Abstract

To investigate the stage in estrogen receptor (ER) action at which hormone functions, we prepared human ER mutants unable to bind 17 beta-estradiol. In transfected Chinese Hamster Ovary (CHO) cells, two of the ER mutants exhibited less than 5% of the ability to activate transcription shown by wild type ER. Immunoprecipitation followed by Western blotting with monoclonal antibodies was used to examine the ability of the ER mutants to form heterodimers with a truncated form of wild type ER. The non-hormone-binding mutants formed heterodimers with the truncated ER as efficiently as wild type ER. We used a promoter interference assay to measure the interaction of the ER with the estrogen response element (ERE) in vivo. Expression plasmids encoding the ER mutants and wild type ER were transfected into CHO cells across a range of concentrations, resulting in both high and low levels of promoter interference.
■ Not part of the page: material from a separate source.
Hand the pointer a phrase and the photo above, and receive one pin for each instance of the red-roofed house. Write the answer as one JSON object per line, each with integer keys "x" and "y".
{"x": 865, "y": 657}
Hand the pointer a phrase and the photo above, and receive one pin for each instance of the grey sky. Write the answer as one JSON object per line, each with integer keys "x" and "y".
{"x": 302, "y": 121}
The ER mutants and wild type ER elicited similar levels of promoter interference, indicating that although they were unable to bind ligand, the ER mutants bound to the ERE in vivo as effectively as wild type ER. Additional evidence that the non-hormone-binding ER mutants are not in a functionally inactive complex comes from their ability to suppress the activity of wild type ER, when they were coexpressed in the same cells. These data support a model for ER action in which the unliganded ER is free to dimerize and bind to the ERE. In this model, the primary role of 17 beta-estradiol in ER action is to induce a conformational change which activates the ligand-dependent transactivation domain.